J Cardiovasc Electrophysiol. 1996 Jan;7(1):9-16. doi: 10.1111/j.1540-8167.1996.tb00455.x.
It is well known that myocardial stretch can elicit ventricular arrhythmias in experimental models. However, previous reports have predominantly documented stretch-induced arrhythmias during short, pulsatile stretch. The arrhythmogenic mechanism of sustained static stretch is incompletely understood.
To examine the influence of sustained load on several electrophysiologic parameters, a latex balloon was placed into the left ventricle of ten isolated Langendorff-perfused rabbit hearts and filled with a neutral volume of fluid. The heart was paced from a catheter inside the right ventricle (apicoseptal endocardial position), and the following parameters were studied during steady-state pacing with a cycle length of 500 msec (S1) and during extrastimulation (S2, base drive of 8 beats): monophasic action potential (MAP) durations at 90% repolarization (APD90) from 5 to 6 epicardial electrodes located on both ventricles and one right ventricular endocardial contact electrode; dispersion of APD90 (range of MAP durations from all electrodes); effective refractory period (ERP) and longest activation time (pacing stimulus to MAP upstroke). After baseline recordings, the balloon inside the left ventricle was filled with a volume of 1.0 mL of fluid by means of a servo-controlled pump. The ERP was significantly shortened from 198 +/- 9 msec at baseline to 183 +/- 8 msec during sustained load (P < 0.03). Similarly, the average APD90 was shortened from 180 +/- 5 msec at baseline to 175 +/- 6 msec during sustained load (P < 0.006) with steady-state pacing and from 178 +/- 6 msec to 170 +/- 8 msec during premature extrastimulation (P < 0.03). At the same time, dispersion of APD90 was increased from 27 +/- 5 msec to 38 +/- 6 msec (P < 0.002) during steady-state pacing and from 28 +/- 4 msec to 38 +/- 6 msec (P = 0.013) during premature extrastimulation. The longest activation time among all MAP recordings was increased from 39 +/- 2 msec to 43 +/- 3 msec (P = 0.003) during steady-state pacing and from 56 +/- 6 msec to 69 +/- 6 msec during premature extrastimulation (P < 0.003).

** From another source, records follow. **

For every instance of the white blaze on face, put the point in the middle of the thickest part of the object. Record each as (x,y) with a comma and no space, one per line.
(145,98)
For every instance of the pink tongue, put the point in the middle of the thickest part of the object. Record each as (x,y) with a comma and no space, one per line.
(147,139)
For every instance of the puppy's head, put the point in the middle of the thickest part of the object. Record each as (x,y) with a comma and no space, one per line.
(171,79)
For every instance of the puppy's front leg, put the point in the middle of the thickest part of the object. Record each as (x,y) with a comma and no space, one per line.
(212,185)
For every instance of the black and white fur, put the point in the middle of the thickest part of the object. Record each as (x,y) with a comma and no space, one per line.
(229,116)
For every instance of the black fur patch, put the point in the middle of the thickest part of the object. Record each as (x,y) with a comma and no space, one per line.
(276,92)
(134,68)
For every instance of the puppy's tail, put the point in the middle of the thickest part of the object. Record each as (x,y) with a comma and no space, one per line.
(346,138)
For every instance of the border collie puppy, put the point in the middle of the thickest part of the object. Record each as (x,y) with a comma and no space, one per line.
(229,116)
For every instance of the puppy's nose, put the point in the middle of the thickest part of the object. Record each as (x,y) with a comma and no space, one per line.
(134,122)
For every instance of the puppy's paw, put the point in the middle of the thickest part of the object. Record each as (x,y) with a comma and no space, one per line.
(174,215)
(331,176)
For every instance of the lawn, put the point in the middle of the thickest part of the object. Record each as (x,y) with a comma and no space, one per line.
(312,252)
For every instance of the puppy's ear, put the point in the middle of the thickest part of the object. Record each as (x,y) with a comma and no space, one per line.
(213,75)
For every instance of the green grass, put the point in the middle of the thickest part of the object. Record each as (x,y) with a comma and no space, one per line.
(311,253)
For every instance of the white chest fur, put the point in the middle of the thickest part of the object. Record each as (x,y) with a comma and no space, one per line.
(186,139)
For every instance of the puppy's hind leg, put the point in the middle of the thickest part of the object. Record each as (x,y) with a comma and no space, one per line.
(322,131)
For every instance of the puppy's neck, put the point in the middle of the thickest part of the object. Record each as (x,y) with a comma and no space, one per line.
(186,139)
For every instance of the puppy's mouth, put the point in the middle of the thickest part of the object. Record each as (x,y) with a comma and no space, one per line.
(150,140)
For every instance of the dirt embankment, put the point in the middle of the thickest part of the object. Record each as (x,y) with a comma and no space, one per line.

Sustained load shortens the ERP and the mean APD90, and at the same time increases dispersion of APD90 and prolongs activation times. These findings provide additional insight into the arrhythmogenic mechanisms of sustained mechanical load.
众所周知,在实验模型中,心肌拉伸可引发室性心律失常。然而,先前的报告主要记录了短时间搏动性拉伸期间的拉伸诱导性心律失常。持续静态拉伸的致心律失常机制尚未完全了解。
为了研究持续负荷对多个电生理参数的影响,将一个乳胶气球置于十颗离体Langendorff灌注兔心脏的左心室内,并注入适量的中性液体。通过右心室内的导管(心尖间隔内膜位置)对心脏进行起搏,在周期长度为500毫秒的稳态起搏期间(S1)以及额外刺激期间(S2,基础驱动为8次搏动),研究以下参数:来自位于两个心室的5至6个心外膜电极以及一个右心室内膜接触电极的90%复极化时的单相动作电位(MAP)持续时间(APD90);APD90的离散度(所有电极的MAP持续时间范围);有效不应期(ERP)和最长激活时间(起搏刺激至MAP上升支)。在基线记录后,通过伺服控制泵向左心室内的气球注入1.0毫升液体。持续负荷期间,ERP从基线时的198±9毫秒显著缩短至183±8毫秒(P<0.03)。同样,在稳态起搏期间,平均APD90从基线时的180±5毫秒缩短至175±6毫秒(P<0.006),在早搏额外刺激期间从178±6毫秒缩短至170±8毫秒(P<0.03)。同时,在稳态起搏期间,APD90的离散度从27±5毫秒增加至38±6毫秒(P<0.002),在早搏额外刺激期间从28±4毫秒增加至38±6毫秒(P = 0.013)。在所有MAP记录中,最长激活时间在稳态起搏期间从39±2毫秒增加至43±3毫秒(P = 0.003),在早搏额外刺激期间从56±6毫秒增加至69±6毫秒(P<0.003)。
持续负荷缩短ERP和平均APD90,同时增加APD 的离散度并延长激活时间。这些发现为持续机械负荷的致心律失常机制提供了更多见解。